Transsion brands (Tecno, Itel, and Infinix) led the region’s overall smartphone market in Q4 2022 with a 43.4%-unit share, spurred by its strong portfolio of entry-level devices. Samsung took second place with a 28.7% share thanks to the strong performance of its A04 model. Xiaomi ranked third with a 7.0% share.

Transsion brands (Tecno and Itel) also dominated the feature phone landscape, garnering a combined unit share of 78.8%. Nokia ranked third in this space with a 5.9% share.

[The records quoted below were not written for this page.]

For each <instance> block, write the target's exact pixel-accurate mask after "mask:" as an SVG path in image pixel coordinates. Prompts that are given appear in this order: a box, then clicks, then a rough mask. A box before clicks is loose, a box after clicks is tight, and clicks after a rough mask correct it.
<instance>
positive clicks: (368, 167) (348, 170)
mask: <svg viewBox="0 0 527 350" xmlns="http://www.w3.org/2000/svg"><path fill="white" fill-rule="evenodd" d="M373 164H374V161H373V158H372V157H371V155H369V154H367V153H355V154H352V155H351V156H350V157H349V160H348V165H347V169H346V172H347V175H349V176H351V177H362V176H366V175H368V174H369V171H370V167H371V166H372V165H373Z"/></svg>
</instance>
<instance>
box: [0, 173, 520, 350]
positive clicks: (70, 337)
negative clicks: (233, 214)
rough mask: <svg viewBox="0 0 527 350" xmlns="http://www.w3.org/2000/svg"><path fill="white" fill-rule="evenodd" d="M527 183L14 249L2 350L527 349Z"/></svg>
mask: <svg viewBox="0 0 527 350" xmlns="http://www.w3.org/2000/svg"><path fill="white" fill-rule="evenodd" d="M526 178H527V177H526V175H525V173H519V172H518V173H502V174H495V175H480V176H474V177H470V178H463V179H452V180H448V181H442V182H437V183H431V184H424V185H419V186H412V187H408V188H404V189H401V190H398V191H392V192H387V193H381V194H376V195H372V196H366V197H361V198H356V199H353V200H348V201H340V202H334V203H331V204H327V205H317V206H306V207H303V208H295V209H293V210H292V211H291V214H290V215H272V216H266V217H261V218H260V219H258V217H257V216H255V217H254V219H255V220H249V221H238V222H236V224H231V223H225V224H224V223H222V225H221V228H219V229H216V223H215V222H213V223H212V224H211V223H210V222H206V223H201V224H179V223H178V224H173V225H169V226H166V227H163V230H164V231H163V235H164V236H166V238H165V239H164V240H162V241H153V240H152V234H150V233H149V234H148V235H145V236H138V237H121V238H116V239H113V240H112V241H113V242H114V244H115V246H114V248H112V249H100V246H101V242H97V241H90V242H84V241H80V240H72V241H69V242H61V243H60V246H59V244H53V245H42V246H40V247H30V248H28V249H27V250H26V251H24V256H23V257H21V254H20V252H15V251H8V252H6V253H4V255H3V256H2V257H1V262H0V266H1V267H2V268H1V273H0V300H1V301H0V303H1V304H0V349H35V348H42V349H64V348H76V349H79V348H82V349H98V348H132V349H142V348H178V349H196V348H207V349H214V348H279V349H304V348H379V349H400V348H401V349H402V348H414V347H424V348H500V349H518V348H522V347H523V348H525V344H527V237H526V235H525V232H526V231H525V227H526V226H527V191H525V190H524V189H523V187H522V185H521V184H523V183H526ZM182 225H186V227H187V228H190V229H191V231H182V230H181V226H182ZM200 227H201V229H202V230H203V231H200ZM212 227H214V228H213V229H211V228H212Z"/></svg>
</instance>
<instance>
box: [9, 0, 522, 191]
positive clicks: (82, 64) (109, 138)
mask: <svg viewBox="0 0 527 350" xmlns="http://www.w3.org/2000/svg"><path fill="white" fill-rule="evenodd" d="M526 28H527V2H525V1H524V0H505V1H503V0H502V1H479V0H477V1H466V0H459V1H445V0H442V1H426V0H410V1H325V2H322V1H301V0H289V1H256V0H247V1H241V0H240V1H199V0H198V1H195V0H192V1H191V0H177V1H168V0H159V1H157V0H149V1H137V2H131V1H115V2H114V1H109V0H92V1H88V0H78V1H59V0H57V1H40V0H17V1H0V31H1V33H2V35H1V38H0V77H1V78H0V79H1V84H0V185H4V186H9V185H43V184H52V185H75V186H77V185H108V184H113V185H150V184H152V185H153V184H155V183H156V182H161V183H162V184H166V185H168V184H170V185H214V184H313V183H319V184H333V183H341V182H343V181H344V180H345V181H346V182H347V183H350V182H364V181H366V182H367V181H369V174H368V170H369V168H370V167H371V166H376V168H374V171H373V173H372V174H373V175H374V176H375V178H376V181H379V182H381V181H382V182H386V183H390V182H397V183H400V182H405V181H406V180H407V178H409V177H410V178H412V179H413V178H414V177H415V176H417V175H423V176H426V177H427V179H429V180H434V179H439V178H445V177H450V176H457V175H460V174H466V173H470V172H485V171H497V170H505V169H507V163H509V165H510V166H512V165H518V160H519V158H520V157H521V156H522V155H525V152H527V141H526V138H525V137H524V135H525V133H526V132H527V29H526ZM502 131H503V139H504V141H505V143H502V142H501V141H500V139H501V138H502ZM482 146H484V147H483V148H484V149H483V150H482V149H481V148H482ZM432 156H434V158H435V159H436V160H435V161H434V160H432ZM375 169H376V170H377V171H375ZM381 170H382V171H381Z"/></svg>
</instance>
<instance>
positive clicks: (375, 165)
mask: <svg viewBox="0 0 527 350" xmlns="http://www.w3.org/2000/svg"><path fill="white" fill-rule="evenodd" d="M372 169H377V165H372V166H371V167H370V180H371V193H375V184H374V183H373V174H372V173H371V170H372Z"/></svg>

In terms of price bands, the share of smartphones priced below $100 remained flat (from 42% in Q3 2022 to 41.7% in Q4 2022), while the share of devices priced $100-$200 increased from 41.6% to 43.8% over the same period, spurred by the performance of Samsung’s A series. The midrange segment ($200<$400) contracted slightly, from a share of 11.6% to 10.5%.

IDC expects the market’s demand constraints to improve in the mid-term and for smartphone shipments to rebound in 2023 with YoY growth of 3%.

“This is modest growth for Africa but given the level of uncertainty in the global and regional economy, there is room for cautiousness in the region’s smartphone markets,” says Ramazan Yavuz, a research manager at IDC.

“Inflationary pressures are set to persist, and the repercussions of a global economic downturn are likely to impact consumer spending and vendor appetite.

“In the worst-case scenario, any possible recovery will be pushed back to the very end of 2023.”